In its reporting, the Washington Post noted that 95 percent of families with children under the age of 8 have smartphones, according to the nonprofit Common Sense Media, and 42 percent of children under 8 have access to their own tablet device.
The American Academy of Pediatrics’ guidelines suggest that occasional video chatting is OK, as is occasional viewing of videos for those closer to age 2. The Post quoted the AAP, saying parents should “prioritize creative, unplugged play time for infants and toddlers.” Click here to read more.
Bungee Cord Recoil Collapses Man’s Iris
In Taiwan, a patient underwent successful surgery to reshape his iris after a bungee cord on his motorcycle snapped back and hit him in the eye. The iris collapsed; some U.S. doctors reported seeing infrequent but similar cases. It’s a great reminder to patients to be careful with fishing equipment, exercise bands and bungee cords. Click here to read more.
Fewer Blind Mice
Neuroscientists have now developed an alternative to electronic eye implants for patients with retinal degeneration: gene therapy that, in tests, restored vision in blind mice. University of California, Berkeley scientists inserted a gene for a green-light receptor into the eyes of blind mice and, a month later, they were navigating around obstacles as easily as mice with no vision problems. They were able to see motion, brightness changes over a thousand-fold range and fine detail on an iPad sufficient to distinguish letters. This new therapy could be ready for clinical trials in three years. Click here to read more.
Just a Spoonful of Sugar Makes the Medicine Go Down?

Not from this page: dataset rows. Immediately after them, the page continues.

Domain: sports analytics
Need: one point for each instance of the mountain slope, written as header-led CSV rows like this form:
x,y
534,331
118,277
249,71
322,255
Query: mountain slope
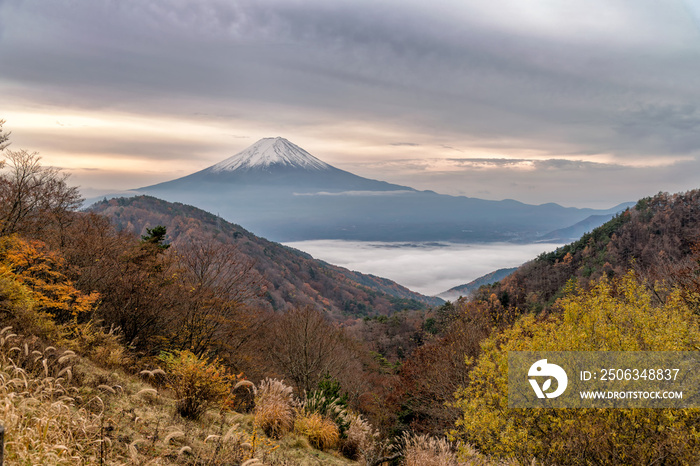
x,y
294,277
655,238
282,192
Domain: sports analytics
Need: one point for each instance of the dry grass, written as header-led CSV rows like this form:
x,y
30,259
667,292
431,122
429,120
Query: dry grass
x,y
322,432
424,450
273,408
360,437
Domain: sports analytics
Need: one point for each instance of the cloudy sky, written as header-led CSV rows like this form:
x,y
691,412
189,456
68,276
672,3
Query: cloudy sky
x,y
584,103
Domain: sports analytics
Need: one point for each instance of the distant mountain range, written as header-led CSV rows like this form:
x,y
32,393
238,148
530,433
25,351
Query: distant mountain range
x,y
292,277
278,190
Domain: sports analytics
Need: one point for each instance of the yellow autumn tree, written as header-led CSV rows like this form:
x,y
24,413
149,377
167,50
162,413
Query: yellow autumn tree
x,y
613,316
35,294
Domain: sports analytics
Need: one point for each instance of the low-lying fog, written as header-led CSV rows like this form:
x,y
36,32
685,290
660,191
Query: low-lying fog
x,y
428,268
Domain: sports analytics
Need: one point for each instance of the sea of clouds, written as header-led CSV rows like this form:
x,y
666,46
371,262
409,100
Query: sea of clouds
x,y
428,268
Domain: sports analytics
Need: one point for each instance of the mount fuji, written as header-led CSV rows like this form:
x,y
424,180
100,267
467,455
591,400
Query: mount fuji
x,y
280,191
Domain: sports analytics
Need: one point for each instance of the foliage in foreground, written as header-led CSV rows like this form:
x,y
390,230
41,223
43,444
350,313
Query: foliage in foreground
x,y
617,316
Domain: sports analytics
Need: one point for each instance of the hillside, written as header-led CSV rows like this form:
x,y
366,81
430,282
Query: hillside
x,y
654,237
292,277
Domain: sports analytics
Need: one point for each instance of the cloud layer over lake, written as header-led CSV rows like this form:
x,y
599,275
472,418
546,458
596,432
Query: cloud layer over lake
x,y
428,268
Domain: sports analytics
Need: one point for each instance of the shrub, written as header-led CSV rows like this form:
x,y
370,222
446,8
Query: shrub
x,y
360,437
424,450
322,432
331,408
273,407
198,384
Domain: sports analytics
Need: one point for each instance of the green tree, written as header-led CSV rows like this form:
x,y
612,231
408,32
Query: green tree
x,y
156,237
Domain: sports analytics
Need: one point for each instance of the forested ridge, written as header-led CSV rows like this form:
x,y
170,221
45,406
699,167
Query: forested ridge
x,y
145,332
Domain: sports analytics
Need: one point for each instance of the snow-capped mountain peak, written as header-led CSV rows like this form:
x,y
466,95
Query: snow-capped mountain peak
x,y
268,152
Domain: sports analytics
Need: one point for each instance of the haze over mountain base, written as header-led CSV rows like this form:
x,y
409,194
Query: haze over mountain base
x,y
279,191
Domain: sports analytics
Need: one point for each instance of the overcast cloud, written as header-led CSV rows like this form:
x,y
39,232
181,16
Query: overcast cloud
x,y
587,103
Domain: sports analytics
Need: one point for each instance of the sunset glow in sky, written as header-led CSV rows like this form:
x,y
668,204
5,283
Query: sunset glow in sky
x,y
583,103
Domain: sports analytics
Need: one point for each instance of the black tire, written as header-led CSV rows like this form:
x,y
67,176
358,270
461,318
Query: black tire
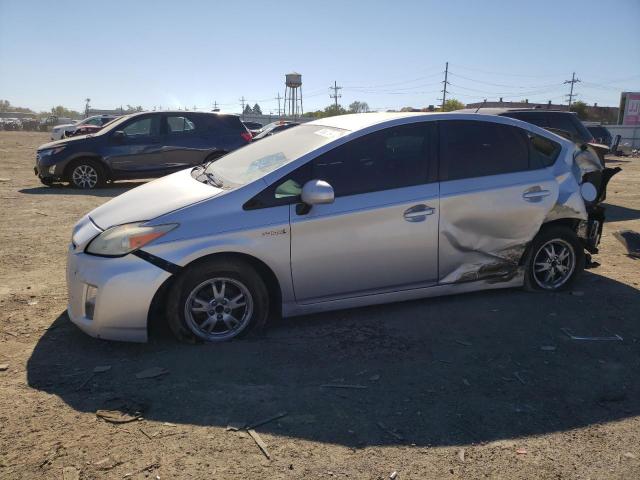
x,y
555,239
86,174
189,326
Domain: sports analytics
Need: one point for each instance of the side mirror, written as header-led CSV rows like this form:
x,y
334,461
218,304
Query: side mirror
x,y
314,192
118,136
317,192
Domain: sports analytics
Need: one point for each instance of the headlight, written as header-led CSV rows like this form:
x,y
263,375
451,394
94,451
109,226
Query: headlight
x,y
51,151
123,239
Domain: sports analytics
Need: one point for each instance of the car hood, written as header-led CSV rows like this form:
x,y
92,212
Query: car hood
x,y
153,199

Researchers at the Fraunhofer Institute for Applied Polymer Research IAP are working with Israeli and German partners to develop long-wearing contact lenses that can release medicine. The active ingredient is encapsulated in liposomes and bound to the inside of the contact lenses. This enables it to remain in the eye for longer. Sugars are added to make the contact lens particularly comfortable to wear. Click here to read more.
Patients Struggling With Deductibles; Ripple Effect Hits Doctors
Research predicts that by 2020, 95 percent of patients will fail to pay off their full medical balance. Michael N. Brown, CEO of Fellow Health Partners, says, “Recently, as part of our due diligence for clients, we did a deep dive into trending statistics about medical billing and discovered some worrisome and, at the same time, some positive trends,” he said. “Physicians, surgery centers, and hospitals are under a lot more pressure today as insurance companies raise deductibles, which more and more patients have trouble paying off. In just five years there was an 88 percent increase in hospital revenue attributed to patient responsibility. Today, 83 percent of smaller physician practices (under 5 practitioners) said that slow patient payment on high-deductible plans is their top collection challenge.”